Big-box stores are suffering most from "showrooming," a new study finds.
Research from Harris Interactive revealed that Best Buy, Walmart and Target are the most likely brick-and- mortar stores to have shoppers test out a product in-store, only to purchase it online, also known as showrooming. Overall, 40 percent of shoppers said they have showroomed previously.
The study found that Amazon continues to be showroomers' destination of choice, with nearly 60 percent using the online retail giant most often to make their showrooming purchases.
"You've got to hand it to Amazon: they are truly a retail darling that knows how to deliver on customer expectations," said Mike de Vere, president of the Harris Poll. "These results further stress the company's clout, by displaying its ability to pluck customers right from their competitors' stores."
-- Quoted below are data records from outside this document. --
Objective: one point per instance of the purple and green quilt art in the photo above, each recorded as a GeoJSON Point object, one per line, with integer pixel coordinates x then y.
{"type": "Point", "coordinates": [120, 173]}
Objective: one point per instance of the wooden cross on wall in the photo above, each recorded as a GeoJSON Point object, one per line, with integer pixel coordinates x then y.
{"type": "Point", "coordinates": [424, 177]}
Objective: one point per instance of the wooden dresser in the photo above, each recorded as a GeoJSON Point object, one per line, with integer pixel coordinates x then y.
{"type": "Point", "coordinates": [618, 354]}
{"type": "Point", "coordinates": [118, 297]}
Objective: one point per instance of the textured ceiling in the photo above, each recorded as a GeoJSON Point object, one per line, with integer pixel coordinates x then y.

The research shows there are steps brick-and-mortar stores can take to persuade customers to buy in-store.
Nearly 60 percent of the showroomers surveyed will be more likely to make purchases in brick-and-mortar stores that have implemented permanent price-matching policies in order to compete with online retailers, while half have placed orders online that they were then able to pick up in an actual store.
The study discovered that more than 8 in 10 Americans consider the following factors to be important when deciding to purchase in a store rather than online:
- Being able to take the item home immediately.
- Taking advantage of sales in store versus prices online.
- Not having to deal with the hassles of returning online, such as paying for shipping and/or having to pack item.
- Ability to touch and feel item.
The study was based on surveys of more than 2,100 U.S. shoppers.